Wash with a Gentle Cleanser

Sulfate shampoos strip the hair of its natural oils. Look for sulfate-free cleansing washes or conditioning creams instead. These mild, suds-free poos clean your mane, while moisturizing it at the same time.

Mother Nature Knows Best

Foreman raves about the benefits of aloe, sea botanicals and honey on parched curls. “Aloe is the oldest, most moisturizing natural ingredient; sea botanicals coat the hair shaft, adding sheen without crazy buildup; honey moisturizes inside the hair shaft and even helps to keep your hair cleaner longer.” Oils also rank high on her list. “Mongongo is the pack leader combined with abyssinian oil, they are so chock-full of vitamin E that they feed the hair. Coconut oil is positively charged where hair is negatively charged, making for a perfect balance.”

Branch, on the other hand, loves using shea butter and extra virgin olive oil to combat dryness. “Extra virgin olive oil has high levels of monounsaturated fatty acids and vitamin E. It is very emollient, and its lightweight consistency makes it easy to penetrate the hair shaft for ample moisturizing ability. It provides a more sleek, smooth and healthy appearance, and as an antioxidant, it is critical for hair growth.”

Chemicals Are Not Your Friend

Chemical processes, such as color, bleach, straighteners or texturizers can be damaging to your mane. So if you decide to do one of them, minimize the frequency of these harsh treatments and moisturize your hair as often as possible.

Limit Heat

Heat is also damaging to your hair. It can burn curly hair, leaving it lifeless, and alter the texture of curls, creating damaged, straight ends. “Remember, you fry french fries at 350 Fahrenheit and most flat irons get to 450 Fahrenheit. Healthy, undamaged hair burns at about 451 Fahrenheit — that’s why no one makes a hotter flat iron,” says Foreman. “And then since heat damage is cumulative, the temperature at which your hair will burn decreases as heat damage increases.” To minimize damage, she recommends purchasing a good quality flat iron that has an adjustable temperature setting. Next, figure out the right temperature for your hair. Start at a low temperature and increase by increments of 10 degrees until you find the right setting for your tresses.

Silicones Are Bad for Your Hair…

Silicones, aka ‘cones, can build up on the hair shaft, effectively laminating strands so that moisture cannot penetrate them. This causes hair to become dry, delicate and inelastic, leading to breakage. “Also, silicones puddle around the hair shaft and build up along with your natural sebum becoming harder, causing your hair to grow in thinner, finer and more fragile,” adds Foreman.

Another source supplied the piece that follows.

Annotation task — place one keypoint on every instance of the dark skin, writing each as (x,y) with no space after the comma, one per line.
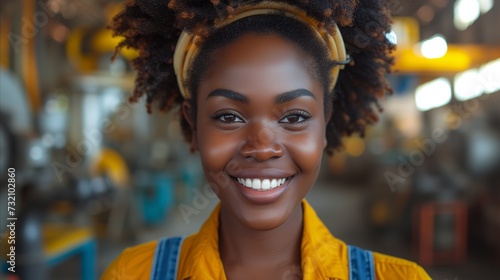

…Except When You’re Using Heat

Because silicones are a reliable sealant and are heat resistant up to 500 Fahrenheit and your flat iron or curling iron heat up to 450 Fahrenheit, the only time you should employ ‘cones is as a heat protectant to buffer the damage caused by these hot tools. Nevertheless, limit your usage and don’t forget to clarify your hair with an apple cider vinegar rinse from time to time to get rid of any buildup.

Invest in Satin

“The friction one may experience with a cotton or wool-blend fabric dries out hair and causes frizz and breakage. Sleeping with a satin scarf, bonnet or pillowcase, however, is excellent for highly textured hair because it minimizes friction caused while tossing and turning in one’s sleep, leading to less tangling, dryness and static,” says Branch.

Handle with Care

Dry, fragile curls are susceptible to breakage as you handle your tresses. Branch suggests detangling hair while wet with a wide-tooth comb and deep moisturizing conditioner, from bottom to top, to minimize breakage.

Sometimes There’s No Other Choice

And for hair that is severely damaged, the only way to rescue it is to snip off the damaged bits. Sorry, but sometimes there is no other way around it. If you don’t cut those ends off, the hair that is extremely brittle or split will snap off causing more damage.